“岳父教诲,骏靖记。只是学问之道,是否太过单一?童子除了经史子集,是否也该学些别的?”
“别的?”蔡邕皱眉,“治国之道,尽在圣贤书中。经史子集,乃学问根本。至于算学、律法,待根基扎实后,自可涉猎。”
“那兵略?农工?天下大事又如何?”刘骏问。
蔡邕看着刘骏,半晌,缓缓道:“国公是想让老夫教这些?”
“不全是。”刘骏斟酌措辞,试探着道:“我是想,学堂可否多几位先生?
岳父精于经史,可请文和教律法、元直教数学、孔明教谋略,甚至让子龙、汉升他们,偶尔来讲讲兵事、武艺。也好为将来,打个基础。”
蔡邕的脸色沉下来。
“国公,”他声音发冷,“老臣执掌文教多年,淮安学院从无到有,学子从数十到数十万,靠的便是规矩。
蒙学、小学为基础,正适合学经学大义。此乃为人之根本。汝方才所言,实乃根基未牢,便想起那高楼大厦,此非妄言乎?”
“蔡老……”
“不必多言。还未学会走,便要学会跑?岂非误人子弟?仲远,汝非教学先生,不懂如何教人。勿要乱来,害了孩子!”
刘骏心中叹息,他算是试出来了,这老头,压根就瞧不上其他学科,想说服他删减经学,怕是难了。

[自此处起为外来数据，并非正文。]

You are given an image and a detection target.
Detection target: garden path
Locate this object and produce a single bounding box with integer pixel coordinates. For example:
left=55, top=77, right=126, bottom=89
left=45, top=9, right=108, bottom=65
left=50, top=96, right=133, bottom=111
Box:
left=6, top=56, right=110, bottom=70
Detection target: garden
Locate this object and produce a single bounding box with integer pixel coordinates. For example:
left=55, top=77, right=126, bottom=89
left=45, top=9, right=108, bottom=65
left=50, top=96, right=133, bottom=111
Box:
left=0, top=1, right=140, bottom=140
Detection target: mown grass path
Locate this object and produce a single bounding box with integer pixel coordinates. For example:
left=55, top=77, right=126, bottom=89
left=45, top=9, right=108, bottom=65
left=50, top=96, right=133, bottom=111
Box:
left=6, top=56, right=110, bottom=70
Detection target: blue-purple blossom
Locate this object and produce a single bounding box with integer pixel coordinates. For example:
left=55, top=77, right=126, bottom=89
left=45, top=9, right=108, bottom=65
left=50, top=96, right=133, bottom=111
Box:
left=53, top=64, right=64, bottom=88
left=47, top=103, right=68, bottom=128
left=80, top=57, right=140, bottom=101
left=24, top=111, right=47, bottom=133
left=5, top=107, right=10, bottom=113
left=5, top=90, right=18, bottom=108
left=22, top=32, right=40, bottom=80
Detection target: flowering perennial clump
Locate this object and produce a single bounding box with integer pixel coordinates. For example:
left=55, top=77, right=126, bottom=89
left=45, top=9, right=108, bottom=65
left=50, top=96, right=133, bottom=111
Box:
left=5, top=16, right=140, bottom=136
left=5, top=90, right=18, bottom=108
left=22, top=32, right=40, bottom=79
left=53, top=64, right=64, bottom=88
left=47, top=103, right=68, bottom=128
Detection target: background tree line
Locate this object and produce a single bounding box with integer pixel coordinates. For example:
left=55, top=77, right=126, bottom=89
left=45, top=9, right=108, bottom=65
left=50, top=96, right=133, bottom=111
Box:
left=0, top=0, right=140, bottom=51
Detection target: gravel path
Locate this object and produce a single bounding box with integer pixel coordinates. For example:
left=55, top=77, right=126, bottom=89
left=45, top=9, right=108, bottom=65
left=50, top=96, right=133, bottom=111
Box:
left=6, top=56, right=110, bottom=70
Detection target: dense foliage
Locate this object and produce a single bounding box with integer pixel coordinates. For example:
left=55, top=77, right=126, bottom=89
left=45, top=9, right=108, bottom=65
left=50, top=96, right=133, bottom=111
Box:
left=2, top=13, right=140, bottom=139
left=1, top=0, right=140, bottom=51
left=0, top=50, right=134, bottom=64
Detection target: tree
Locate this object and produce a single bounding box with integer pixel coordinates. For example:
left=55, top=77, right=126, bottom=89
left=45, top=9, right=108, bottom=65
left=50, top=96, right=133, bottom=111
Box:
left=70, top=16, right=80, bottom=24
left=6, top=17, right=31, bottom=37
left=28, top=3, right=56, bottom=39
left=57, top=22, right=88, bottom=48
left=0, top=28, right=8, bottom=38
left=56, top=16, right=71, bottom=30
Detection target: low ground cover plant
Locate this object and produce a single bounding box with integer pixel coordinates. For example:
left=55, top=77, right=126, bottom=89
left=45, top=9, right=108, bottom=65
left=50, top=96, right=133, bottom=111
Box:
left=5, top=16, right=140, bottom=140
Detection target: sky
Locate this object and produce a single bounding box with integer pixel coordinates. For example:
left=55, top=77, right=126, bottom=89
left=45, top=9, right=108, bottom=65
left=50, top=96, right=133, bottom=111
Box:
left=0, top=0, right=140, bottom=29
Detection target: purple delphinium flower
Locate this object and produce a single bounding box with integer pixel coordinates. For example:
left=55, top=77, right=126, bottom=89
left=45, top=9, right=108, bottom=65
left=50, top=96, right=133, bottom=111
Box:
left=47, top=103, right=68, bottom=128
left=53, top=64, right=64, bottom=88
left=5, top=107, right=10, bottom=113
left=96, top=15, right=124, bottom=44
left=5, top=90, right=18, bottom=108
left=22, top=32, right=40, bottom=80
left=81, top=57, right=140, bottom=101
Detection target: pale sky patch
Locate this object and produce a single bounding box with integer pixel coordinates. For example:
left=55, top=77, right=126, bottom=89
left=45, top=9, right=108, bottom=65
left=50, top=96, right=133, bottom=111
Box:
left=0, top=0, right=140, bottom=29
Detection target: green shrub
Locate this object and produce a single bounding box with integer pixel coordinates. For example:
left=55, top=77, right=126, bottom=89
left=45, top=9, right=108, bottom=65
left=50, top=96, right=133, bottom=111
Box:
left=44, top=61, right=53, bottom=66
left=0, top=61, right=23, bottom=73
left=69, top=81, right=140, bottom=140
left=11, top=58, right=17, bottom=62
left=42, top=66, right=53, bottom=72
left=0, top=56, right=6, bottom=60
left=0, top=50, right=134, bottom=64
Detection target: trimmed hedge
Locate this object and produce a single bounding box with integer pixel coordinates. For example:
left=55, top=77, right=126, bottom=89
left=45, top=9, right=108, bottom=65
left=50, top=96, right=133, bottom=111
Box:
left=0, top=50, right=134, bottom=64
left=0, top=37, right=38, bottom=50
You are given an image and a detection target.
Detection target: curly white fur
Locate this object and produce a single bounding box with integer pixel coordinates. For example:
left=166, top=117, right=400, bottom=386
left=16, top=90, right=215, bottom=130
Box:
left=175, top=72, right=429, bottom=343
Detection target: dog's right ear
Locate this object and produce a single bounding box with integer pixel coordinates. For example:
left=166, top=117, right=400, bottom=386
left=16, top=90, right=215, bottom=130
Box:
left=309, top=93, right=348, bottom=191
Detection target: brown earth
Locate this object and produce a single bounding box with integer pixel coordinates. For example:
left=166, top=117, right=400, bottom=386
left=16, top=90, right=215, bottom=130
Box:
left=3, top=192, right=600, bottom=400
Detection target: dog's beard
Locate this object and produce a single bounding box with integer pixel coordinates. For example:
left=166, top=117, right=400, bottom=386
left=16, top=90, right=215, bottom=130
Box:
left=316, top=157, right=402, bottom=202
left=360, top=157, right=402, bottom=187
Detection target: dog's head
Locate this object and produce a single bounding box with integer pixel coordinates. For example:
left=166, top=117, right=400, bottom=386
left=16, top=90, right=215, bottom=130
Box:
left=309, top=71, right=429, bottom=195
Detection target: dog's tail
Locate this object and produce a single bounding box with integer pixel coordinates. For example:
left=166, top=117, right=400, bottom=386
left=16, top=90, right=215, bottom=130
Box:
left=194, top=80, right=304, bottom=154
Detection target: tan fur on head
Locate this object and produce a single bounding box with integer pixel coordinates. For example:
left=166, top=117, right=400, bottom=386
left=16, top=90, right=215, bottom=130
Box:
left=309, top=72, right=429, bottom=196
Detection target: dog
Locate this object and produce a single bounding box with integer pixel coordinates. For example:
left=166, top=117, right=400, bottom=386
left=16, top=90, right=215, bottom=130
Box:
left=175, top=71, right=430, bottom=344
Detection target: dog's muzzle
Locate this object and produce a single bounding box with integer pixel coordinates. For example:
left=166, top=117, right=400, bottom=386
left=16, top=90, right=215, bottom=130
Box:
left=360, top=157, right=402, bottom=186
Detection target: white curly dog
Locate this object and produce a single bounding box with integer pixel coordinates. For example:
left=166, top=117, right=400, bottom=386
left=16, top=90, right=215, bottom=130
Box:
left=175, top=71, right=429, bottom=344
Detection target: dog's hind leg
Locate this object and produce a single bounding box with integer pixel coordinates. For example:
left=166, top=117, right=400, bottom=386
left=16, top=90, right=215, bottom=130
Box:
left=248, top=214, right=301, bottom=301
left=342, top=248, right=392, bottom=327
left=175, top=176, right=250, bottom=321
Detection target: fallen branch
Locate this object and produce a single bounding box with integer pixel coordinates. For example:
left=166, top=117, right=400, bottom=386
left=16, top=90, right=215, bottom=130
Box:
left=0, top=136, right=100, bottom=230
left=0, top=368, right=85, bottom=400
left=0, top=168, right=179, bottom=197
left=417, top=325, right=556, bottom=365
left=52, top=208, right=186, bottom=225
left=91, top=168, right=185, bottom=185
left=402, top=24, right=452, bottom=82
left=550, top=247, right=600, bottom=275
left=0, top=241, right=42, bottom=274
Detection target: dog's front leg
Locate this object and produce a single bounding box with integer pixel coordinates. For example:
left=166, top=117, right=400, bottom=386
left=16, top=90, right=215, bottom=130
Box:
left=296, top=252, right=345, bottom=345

凝思片刻,刘骏决定开山见山,直接摊牌:“蔡老,吾有要事与你商议,还请随我来。”
说完,不等蔡邕回应,刘骏便先一步往书房走。
蔡邕直觉事情不简单,眉头一皱,缓缓跟了上去。
不久之后,国公府书房中,炭火烧得正旺,刘骏却觉得温度很低——因为蔡邕正坐在他对面,手中拿着那份他亲笔起草的《淮安新蒙学规划》,脸色铁青。

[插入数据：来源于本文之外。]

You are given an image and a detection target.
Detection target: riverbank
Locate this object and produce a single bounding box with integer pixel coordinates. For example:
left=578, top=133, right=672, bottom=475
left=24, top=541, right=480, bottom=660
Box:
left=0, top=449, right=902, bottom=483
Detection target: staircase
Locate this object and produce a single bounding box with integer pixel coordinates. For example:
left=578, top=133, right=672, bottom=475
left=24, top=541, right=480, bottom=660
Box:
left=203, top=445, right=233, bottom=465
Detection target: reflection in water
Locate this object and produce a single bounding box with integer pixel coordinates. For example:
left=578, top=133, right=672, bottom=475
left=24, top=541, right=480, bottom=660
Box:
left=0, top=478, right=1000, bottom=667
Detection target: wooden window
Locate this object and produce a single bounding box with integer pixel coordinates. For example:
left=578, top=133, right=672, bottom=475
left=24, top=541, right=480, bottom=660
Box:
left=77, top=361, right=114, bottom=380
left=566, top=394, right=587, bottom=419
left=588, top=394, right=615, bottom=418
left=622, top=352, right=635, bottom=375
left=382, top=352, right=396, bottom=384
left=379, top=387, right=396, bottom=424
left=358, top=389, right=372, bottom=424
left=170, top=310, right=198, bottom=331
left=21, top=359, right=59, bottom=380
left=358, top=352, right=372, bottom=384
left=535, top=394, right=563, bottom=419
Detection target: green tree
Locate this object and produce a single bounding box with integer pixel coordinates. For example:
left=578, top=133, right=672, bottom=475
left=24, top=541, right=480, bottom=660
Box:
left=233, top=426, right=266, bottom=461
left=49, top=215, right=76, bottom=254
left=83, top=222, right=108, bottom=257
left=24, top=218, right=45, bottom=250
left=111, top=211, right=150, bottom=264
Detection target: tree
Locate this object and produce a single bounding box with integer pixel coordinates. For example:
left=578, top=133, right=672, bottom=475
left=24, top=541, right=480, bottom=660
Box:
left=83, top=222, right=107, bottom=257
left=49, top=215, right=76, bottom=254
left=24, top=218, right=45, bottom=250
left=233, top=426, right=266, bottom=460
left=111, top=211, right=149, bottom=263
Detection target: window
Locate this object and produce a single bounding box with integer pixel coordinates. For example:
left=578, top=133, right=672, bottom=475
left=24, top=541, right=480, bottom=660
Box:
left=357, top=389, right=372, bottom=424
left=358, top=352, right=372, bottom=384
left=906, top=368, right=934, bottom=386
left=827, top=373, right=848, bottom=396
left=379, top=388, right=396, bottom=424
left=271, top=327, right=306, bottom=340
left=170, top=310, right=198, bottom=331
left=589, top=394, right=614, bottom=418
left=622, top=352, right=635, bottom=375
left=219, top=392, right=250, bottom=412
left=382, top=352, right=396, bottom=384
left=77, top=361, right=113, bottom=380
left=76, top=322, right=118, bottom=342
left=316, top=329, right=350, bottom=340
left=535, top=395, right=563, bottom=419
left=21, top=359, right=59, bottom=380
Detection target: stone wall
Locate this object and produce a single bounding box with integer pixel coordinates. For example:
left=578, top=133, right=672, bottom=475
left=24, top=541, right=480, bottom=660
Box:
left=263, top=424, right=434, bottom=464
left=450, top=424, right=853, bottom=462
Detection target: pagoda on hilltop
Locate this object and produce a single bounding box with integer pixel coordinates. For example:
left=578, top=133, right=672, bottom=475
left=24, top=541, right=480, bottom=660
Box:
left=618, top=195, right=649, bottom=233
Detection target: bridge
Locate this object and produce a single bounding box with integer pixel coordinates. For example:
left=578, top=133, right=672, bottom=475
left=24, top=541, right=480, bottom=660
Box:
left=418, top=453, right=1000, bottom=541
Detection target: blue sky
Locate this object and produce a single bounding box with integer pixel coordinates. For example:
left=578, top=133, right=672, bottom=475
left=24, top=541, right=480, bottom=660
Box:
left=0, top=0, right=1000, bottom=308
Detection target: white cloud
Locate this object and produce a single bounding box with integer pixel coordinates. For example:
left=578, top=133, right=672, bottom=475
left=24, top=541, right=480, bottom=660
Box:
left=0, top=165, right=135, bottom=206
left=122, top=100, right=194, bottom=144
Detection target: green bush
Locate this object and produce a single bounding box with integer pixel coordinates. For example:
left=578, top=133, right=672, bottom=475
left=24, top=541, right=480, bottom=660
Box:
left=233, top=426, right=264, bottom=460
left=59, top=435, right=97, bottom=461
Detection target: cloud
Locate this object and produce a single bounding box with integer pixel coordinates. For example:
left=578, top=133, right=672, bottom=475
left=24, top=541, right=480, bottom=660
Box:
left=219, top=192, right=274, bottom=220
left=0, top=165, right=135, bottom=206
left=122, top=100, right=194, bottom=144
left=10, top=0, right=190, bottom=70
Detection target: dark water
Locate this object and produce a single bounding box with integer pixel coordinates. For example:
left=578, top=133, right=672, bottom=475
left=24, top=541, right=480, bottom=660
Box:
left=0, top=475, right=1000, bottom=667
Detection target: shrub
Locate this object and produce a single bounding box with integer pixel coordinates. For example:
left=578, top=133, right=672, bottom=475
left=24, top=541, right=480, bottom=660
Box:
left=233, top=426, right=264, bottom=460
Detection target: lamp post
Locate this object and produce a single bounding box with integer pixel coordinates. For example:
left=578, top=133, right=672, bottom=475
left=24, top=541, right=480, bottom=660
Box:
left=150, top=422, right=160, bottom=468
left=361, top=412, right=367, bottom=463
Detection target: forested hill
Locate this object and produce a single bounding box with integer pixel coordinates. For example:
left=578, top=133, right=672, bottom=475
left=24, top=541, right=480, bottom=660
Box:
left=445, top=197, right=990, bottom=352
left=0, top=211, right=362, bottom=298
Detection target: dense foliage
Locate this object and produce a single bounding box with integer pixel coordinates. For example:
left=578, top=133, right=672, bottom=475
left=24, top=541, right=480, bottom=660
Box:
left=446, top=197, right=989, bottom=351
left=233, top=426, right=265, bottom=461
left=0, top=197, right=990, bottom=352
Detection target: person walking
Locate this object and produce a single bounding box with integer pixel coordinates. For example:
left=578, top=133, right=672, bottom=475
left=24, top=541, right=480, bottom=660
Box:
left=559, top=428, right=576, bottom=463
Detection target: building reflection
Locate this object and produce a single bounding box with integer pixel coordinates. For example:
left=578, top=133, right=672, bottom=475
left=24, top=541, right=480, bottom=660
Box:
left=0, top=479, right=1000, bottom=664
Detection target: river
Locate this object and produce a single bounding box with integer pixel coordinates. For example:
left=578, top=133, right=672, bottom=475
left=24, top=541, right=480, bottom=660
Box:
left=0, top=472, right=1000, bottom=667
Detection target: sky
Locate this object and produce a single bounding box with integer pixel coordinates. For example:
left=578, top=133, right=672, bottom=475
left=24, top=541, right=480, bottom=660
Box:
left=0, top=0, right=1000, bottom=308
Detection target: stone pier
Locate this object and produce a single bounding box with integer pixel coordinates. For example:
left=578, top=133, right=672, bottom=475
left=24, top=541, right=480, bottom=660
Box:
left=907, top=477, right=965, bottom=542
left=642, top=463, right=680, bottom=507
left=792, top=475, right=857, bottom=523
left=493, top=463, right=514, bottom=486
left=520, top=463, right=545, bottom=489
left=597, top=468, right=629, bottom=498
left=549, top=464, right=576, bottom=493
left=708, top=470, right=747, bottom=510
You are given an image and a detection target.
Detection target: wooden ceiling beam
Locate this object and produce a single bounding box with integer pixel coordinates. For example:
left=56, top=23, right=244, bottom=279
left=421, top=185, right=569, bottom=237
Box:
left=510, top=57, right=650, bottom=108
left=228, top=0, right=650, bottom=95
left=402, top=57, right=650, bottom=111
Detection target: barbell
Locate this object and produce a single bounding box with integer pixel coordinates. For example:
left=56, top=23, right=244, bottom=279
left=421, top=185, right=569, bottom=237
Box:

“删减经学课时?”蔡邕的声音在颤抖,不知是气的还是冷的,“还要‘取其精华,弃其糟粕’?仲远,你可知自己在做什么?”
刘骏端起茶盏,轻啜一口,一脸平静道:“岳父,我自然知道。正因知道,才必须改。”
“必须?”蔡邕猛地将规划拍在案上,“自汉武罢黜百家、独尊儒术,四百年来,经学便是治国之本!